Initially, contrary to defendant's contentions, we find that his combined oral and written waiver of appeal was knowing, voluntary and intelligent (see People v Sanders, 25 NY3d 337, 339-341 [2015]; People v Lopez, 6 NY3d 248, 256 [2006]; cf. People v Bradshaw, 18 NY3d 257, 265 [2011]). The minutes of the plea proceedings reflect that when the terms of the plea agreement were outlined, County Court specified that an appeal waiver was a condition of the deal, and defendant confirmed that he understood the terms and thereafter agreed, without [*2]qualification, that he was voluntarily waiving his right to appeal. The court ascertained that defendant understood that he was giving up his right to appeal, explained the appellate rights that could not be waived and expressly advised him that the appeal waiver was separate and distinct from those rights that he automatically forfeited by his guilty plea (see People v Lopez, 6 NY3d at 256; People v Rubio, 133 AD3d 1041, 1042 [2015]).

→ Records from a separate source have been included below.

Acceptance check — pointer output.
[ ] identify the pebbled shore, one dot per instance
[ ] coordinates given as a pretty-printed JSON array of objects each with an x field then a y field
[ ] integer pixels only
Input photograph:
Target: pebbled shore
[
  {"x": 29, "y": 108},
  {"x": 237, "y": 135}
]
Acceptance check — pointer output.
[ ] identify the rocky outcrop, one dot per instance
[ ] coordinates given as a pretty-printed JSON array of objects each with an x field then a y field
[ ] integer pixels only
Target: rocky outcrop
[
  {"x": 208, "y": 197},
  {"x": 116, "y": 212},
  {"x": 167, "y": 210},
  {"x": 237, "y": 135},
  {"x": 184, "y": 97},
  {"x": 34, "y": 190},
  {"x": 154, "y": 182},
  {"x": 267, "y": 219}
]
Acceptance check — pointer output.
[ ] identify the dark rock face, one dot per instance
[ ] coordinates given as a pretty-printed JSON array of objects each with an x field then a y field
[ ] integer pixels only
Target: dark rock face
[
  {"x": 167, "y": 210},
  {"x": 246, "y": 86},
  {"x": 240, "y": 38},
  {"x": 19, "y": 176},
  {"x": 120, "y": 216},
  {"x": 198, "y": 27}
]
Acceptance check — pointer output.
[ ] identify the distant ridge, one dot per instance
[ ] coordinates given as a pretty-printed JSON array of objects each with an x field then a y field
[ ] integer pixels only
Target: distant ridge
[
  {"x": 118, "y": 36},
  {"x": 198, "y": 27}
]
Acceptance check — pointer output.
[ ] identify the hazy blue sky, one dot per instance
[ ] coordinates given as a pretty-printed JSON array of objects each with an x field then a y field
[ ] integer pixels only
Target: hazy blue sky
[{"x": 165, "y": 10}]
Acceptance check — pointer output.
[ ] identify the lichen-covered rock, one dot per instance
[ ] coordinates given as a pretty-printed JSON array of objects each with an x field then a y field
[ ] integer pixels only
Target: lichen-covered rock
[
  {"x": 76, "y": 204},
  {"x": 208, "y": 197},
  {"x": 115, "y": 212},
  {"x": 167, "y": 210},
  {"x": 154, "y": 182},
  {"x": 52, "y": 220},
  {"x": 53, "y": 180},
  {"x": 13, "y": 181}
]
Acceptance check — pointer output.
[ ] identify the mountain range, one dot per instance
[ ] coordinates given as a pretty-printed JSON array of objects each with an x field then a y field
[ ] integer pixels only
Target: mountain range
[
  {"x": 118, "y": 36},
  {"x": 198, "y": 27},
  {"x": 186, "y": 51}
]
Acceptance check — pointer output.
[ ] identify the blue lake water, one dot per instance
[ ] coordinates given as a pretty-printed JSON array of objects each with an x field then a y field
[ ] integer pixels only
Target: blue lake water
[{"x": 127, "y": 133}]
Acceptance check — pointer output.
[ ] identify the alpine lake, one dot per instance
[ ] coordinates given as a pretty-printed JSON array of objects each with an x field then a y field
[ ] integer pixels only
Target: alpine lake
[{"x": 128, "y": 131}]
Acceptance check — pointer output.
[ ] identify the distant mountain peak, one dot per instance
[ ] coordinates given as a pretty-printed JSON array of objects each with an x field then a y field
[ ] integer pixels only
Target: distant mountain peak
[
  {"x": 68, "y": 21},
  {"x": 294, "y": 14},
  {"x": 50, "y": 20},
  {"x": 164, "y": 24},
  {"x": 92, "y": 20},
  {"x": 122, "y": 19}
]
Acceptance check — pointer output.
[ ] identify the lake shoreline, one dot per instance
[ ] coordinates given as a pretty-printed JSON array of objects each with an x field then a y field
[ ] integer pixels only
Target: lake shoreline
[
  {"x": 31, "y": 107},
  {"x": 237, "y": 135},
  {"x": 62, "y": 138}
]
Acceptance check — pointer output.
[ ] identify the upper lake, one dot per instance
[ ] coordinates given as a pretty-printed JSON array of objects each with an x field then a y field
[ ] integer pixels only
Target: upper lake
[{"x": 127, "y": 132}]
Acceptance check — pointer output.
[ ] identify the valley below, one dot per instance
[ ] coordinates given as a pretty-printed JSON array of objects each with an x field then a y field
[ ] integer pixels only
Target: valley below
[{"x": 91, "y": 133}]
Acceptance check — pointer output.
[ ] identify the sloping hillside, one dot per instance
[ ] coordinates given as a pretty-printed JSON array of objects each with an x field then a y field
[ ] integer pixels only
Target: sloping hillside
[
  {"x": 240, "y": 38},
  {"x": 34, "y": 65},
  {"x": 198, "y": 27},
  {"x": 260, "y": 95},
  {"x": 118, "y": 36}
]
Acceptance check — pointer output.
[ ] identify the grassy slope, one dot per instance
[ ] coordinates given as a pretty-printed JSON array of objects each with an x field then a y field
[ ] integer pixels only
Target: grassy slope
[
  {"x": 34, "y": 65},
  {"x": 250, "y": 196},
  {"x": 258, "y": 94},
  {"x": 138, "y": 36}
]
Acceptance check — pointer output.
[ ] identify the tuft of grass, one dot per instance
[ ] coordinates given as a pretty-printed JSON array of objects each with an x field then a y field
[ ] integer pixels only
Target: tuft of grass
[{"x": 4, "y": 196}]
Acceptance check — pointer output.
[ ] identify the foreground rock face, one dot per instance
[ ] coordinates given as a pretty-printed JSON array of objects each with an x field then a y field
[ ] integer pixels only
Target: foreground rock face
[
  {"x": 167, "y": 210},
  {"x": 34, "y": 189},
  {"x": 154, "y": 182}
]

Defendant then executed a written waiver of appeal in open court, which adequately described the scope of the appellate rights that he was waiving and included defendant's acknowledgment that he had sufficient time to discuss the waiver with counsel. While the better practice would have been for the court to specifically ask defendant if he had discussed the appeal waiver with counsel and establish that he had read the written waiver before signing it (see People v Elmer, 19 NY3d 501, 510 [2012]; People v Callahan, 80 NY2d 273, 283 [1992]; People v Rabideau, 130 AD3d 1094, 1095 [2015]), considering "all [of] the relevant facts and circumstances surrounding the waiver," including defendant's experience (People v Sanders, 25 NY3d at 340 [internal quotation marks and citation omitted]), we are satisfied that the oral colloquy, combined with the written waiver, demonstrate his understanding and voluntary waiver of his right to appeal (see People v Bradshaw, 18 NY3d at 266-267; People v Ramos, 7 NY3d 737, 738 [2006]). Consequently, the valid appeal waiver precludes defendant's challenge to the sentence as harsh and excessive (see People v Lopez, 6 NY3d at 255-256; People v Jackson, 129 AD3d 1342, 1342 [2015]).

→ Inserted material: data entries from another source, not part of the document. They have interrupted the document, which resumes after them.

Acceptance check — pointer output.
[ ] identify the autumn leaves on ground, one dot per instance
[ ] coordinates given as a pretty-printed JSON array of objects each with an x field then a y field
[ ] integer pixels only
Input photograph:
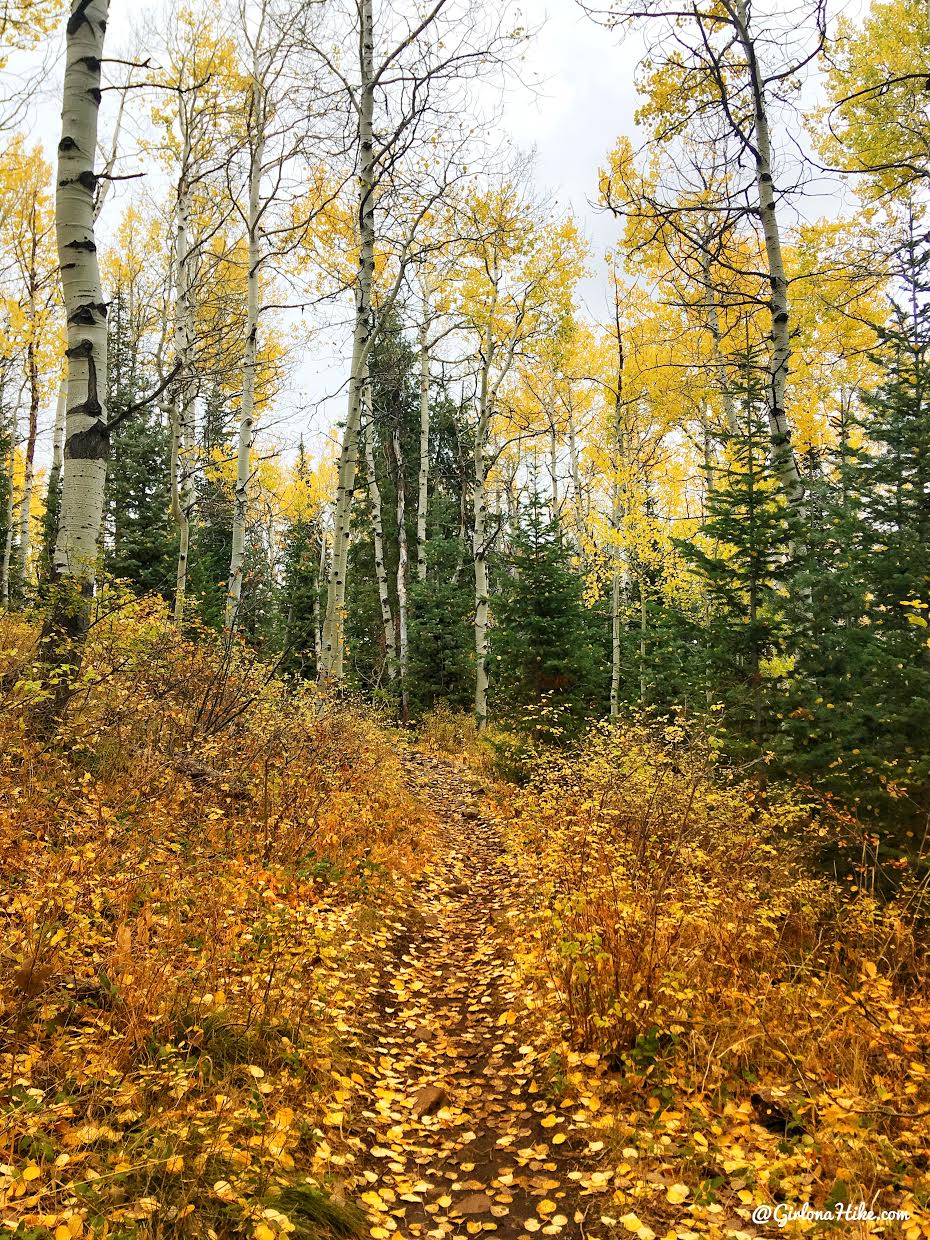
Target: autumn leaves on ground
[{"x": 272, "y": 970}]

Next, defendant argues that County Court incorrectly calculated the expiration date of the permanent orders of protection by failing to factor in jail time credit (see Penal Law § 70.30 [3]). While this issue survives the appeal waiver (see People v Gardner, 129 AD3d 1386, 1387 [2015]), it was not preserved for our review due to defendant's failure to raise it before the sentencing court (see People v Nieves, 2 NY3d 310, 316-317 [2004]; People v Hopper, 123 AD3d 1234, 1235 [2014]). Defendant may directly address this issue before the trial court, and, under the circumstances presented, we decline to exercise our interest of justice jurisdiction to take corrective action. Defendant's remaining claims have been reviewed and determined to lack merit.
McCarthy, J.P., Garry, Devine and Clark, JJ., concur. Ordered that the judgment is affirmed.